Privacy & Information Security Law Blog

On June 24, 2020, the Washington State Attorney General (“Washington AG”) announced that it had settled an enforcement action against the owners of the “We Heart It” social media platform for alleged violations of the Children’s Online Privacy Protection Act (“COPPA”) and the Washington State Consumer Protection Act. Under the consent decree, the defendants must pay $100,000, with an additional $400,000 suspended contingent upon compliance with the consent decree.

The Washington AG alleged that We Heart It, which has approximately 500,000 monthly active U.S. users, allowed children under the age of 13 (“U13”) to create accounts, collected U13 users’ personal information, and allowed third-party advertisers to collect data from U13 users, all without obtaining COPPA-compliant verifiable parental consent. In addition to the monetary penalties, the consent decree requires the defendants to comply with COPPA, including by:

• utilizing an age gate to prevent U13 users from creating We Heart It accounts;
• obtaining verifiable parental consent before collecting personal information from U13 children; and
• providing direct notice to parents of We Heart It’s data collection and disclosure practices, as well as a clearly labeled link to an online notice of its practices.

The consent decree also requires the We Heart It platform to pass all existing users through an age gate. Defendants must delete the personal information of users who either enter a U13 birthdate or indicated they were U13 at the time of registration, except that such users may be permitted to transfer their photos to their device and retain their usernames. Notably, the consent decree allows the defendants to rely on third-party platforms that utilize age gates as indicia of a user’s age. For accounts that are not confirmed to be over 13 through an age gate or reasonable reliance on a third-party platform that utilizes an age gate, the defendants must, within six months after entry of the consent decree: (1) delete such users’ personal information from their websites and online services; (2) not disclose any personal information about such users; and (3) destroy such users’ personal information within 12 months after entry of the consent decree.
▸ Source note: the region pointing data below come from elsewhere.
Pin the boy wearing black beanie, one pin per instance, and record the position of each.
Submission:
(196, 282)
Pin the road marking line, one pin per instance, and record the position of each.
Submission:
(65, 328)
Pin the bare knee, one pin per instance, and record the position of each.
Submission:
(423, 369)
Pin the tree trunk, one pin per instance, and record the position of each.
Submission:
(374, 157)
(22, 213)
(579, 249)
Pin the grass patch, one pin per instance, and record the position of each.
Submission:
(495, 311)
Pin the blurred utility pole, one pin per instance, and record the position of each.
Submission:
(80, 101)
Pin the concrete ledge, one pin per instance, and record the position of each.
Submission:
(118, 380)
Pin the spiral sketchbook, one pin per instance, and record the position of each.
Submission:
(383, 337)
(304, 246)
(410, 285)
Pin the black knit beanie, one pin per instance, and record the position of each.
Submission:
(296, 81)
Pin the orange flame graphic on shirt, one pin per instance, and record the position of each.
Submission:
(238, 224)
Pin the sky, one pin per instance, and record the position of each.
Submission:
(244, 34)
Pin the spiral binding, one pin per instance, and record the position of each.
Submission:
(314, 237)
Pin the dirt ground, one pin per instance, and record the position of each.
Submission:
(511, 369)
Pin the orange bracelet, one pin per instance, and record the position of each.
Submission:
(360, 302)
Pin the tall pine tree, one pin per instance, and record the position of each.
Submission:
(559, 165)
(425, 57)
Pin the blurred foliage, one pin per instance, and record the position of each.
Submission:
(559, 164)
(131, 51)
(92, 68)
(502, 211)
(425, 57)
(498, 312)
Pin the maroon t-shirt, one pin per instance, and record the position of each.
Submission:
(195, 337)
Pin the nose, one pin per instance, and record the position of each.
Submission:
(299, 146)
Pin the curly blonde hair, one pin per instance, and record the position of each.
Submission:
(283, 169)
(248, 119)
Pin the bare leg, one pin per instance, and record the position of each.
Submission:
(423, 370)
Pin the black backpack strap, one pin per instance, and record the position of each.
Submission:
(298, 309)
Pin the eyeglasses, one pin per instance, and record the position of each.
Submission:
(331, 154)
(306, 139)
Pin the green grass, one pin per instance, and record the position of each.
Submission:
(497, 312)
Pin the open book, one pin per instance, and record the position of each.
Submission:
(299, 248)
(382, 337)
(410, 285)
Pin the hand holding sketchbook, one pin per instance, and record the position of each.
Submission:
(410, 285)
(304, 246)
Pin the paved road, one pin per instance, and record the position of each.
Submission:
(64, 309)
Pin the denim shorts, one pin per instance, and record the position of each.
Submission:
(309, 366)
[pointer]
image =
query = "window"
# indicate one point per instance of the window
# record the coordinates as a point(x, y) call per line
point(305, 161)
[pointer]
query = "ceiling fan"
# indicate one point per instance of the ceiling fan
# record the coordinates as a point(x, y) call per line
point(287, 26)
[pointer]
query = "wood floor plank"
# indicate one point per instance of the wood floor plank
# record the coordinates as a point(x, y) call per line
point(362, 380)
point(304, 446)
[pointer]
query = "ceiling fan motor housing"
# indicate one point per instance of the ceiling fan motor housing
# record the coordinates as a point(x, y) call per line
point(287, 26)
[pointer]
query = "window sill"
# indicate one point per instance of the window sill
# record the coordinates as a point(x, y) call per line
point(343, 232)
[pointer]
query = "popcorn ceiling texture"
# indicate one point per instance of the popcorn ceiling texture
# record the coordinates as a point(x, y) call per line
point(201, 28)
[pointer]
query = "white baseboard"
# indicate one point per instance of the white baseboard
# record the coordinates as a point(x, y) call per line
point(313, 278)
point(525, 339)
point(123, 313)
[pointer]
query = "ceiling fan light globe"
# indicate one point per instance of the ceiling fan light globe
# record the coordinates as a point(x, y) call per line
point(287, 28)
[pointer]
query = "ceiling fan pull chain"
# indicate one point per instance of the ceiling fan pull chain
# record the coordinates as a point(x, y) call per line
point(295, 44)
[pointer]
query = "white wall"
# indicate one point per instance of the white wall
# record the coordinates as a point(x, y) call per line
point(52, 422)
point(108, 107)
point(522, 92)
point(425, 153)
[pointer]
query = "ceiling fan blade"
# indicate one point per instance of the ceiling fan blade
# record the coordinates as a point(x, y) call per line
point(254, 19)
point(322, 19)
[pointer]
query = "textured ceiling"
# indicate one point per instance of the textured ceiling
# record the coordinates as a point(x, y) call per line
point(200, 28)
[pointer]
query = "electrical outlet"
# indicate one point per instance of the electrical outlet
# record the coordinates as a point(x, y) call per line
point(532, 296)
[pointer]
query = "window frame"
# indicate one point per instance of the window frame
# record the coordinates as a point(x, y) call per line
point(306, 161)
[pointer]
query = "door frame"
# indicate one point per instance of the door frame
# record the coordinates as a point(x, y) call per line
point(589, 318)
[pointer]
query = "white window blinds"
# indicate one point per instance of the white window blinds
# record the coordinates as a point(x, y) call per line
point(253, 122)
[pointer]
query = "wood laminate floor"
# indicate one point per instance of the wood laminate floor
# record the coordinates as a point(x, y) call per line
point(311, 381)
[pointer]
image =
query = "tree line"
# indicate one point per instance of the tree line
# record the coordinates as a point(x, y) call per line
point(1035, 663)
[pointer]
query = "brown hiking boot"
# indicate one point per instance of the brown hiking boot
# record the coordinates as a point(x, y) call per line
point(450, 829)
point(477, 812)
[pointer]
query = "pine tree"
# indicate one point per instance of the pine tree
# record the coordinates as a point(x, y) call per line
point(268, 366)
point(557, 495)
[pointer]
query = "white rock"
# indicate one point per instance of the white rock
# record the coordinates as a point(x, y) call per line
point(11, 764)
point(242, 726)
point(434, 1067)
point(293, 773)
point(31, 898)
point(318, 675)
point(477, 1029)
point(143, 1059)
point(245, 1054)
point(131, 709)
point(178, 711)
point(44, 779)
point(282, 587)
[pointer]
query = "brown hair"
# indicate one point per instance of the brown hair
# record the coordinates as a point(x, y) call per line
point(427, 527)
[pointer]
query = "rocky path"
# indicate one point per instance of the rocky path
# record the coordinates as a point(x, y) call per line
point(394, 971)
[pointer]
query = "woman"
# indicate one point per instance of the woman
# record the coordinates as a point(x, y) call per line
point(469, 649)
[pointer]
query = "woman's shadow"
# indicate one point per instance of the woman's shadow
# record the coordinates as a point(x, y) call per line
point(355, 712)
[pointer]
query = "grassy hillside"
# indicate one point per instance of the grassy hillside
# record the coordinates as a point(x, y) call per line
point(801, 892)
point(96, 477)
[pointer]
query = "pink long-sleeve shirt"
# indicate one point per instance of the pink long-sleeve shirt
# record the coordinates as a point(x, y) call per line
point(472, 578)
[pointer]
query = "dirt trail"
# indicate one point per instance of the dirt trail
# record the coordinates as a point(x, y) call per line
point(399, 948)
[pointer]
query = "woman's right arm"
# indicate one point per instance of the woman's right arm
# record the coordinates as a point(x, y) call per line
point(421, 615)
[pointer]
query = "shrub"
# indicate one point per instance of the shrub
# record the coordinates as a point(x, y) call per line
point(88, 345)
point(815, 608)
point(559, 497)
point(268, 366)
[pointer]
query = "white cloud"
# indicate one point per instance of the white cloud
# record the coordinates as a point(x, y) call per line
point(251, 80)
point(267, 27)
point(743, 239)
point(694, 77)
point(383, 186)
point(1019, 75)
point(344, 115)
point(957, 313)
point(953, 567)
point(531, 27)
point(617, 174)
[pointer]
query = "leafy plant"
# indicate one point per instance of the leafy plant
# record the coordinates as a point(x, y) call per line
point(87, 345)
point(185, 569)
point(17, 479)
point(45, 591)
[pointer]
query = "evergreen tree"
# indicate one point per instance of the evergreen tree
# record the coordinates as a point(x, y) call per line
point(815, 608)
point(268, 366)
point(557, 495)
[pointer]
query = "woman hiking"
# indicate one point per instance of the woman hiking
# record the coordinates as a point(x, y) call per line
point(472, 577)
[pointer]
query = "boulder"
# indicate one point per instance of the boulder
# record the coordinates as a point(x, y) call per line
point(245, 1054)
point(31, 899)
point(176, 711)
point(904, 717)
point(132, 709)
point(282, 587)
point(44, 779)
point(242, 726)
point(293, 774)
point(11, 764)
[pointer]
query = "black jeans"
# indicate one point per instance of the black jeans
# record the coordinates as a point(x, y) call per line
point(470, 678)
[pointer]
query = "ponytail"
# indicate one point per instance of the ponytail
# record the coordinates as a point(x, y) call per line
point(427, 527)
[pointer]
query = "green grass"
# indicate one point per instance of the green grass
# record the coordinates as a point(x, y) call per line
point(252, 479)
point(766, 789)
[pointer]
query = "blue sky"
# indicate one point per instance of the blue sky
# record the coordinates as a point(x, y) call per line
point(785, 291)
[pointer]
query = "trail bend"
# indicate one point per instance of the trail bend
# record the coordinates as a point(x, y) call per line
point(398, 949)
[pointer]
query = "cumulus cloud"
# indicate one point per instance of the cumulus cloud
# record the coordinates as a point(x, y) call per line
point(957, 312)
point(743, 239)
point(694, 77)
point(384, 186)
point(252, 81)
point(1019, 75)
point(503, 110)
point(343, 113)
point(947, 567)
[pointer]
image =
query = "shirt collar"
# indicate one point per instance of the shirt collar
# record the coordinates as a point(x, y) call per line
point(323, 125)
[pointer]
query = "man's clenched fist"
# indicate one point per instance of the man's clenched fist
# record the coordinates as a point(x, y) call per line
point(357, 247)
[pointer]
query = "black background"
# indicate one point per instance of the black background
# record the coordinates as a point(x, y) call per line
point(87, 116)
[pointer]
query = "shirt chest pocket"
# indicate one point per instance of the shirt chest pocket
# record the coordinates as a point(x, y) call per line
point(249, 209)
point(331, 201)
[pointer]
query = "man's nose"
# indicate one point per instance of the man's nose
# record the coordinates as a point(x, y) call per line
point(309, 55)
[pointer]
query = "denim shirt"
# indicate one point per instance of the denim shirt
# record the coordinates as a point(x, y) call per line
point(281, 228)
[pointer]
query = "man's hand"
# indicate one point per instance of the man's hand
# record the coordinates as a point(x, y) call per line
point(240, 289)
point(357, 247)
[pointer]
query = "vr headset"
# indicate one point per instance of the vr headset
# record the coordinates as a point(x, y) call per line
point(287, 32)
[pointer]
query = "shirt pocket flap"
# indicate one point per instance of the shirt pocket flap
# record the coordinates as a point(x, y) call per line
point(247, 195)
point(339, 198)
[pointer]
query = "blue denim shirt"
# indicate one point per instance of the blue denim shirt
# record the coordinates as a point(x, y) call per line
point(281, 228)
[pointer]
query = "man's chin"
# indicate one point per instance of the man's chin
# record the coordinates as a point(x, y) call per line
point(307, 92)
Under the consent decree, the defendants also must perform regular human and automated audits of users’ profiles, tags, posts and activity where either (1) the content is perceived to be relevant to or directed to U13 children or (2) the parties have actual knowledge of use by U13 children, to ensure such content and activity complies with the consent decree. Additionally, the defendants are ordered to continue auditing and moderating their computer-based tagging logic to include words and descriptions of content that may be relevant to or directed to U13 children, and subject any such content to human review. The consent decree also requires the defendants to submit a compliance report to the Washington AG within 15 months of entry of the consent decree.